I was dealing with a noisy sensor in a factory production line.
I asked GPT to remind me which averaging functions might be usable to smooth out the noise, within the constraint of a PLC with limited memory.
I got GPT to simulate the output from the noisy sensor, apply each averaging function, and supply graphs of inputs and outputs. It was then pretty easy to eyeball which function was most suitable for the task.
I then gave GPT a code-style example and asked it to provide an (IEC 61131-3) Structured Text implementation using that code style. Which it did. This turned out to be pretty close to the final implementation (after careful reading and testing.)

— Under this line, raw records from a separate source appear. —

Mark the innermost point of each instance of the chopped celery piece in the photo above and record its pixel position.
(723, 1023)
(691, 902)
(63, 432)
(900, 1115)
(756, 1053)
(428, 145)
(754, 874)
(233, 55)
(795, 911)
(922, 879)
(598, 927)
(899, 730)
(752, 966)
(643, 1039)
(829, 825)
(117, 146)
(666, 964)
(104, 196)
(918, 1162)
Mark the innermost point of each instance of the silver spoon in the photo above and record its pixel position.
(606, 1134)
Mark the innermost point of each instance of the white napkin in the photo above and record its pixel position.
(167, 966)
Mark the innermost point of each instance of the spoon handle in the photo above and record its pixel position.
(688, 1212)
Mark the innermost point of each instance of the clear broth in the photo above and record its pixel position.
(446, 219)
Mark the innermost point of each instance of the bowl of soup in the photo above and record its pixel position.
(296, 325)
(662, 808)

Because it's so cheap to do (time and money wise), I used GPT to generate quite a lot of throw-away code to get to the final result. I probably wouldn't have considered this particular approach if doing it by hand.
I think there are really people that have jobs where they mostly write the same http request code all day everyday and then go home. Especially in the web space and startup world. ChatGPT isn't optimized for us, it was designed for the JavaScript tutorial audience that somehow have remained gainfully employed.
I think it's worth stepping back here and re-examining the hurdles your setting for your own understanding.
The essential question here is: is ChatGPT useful to people. What you seem to be implying with your question is: I will not use ChatGPT unless it can solve problems with X level of difficulty for me. Why have you set that pre-requisite? Would it not still be useful to you if it simply increased the efficiency of solving simple day-to-day tasks that you're not blocked on?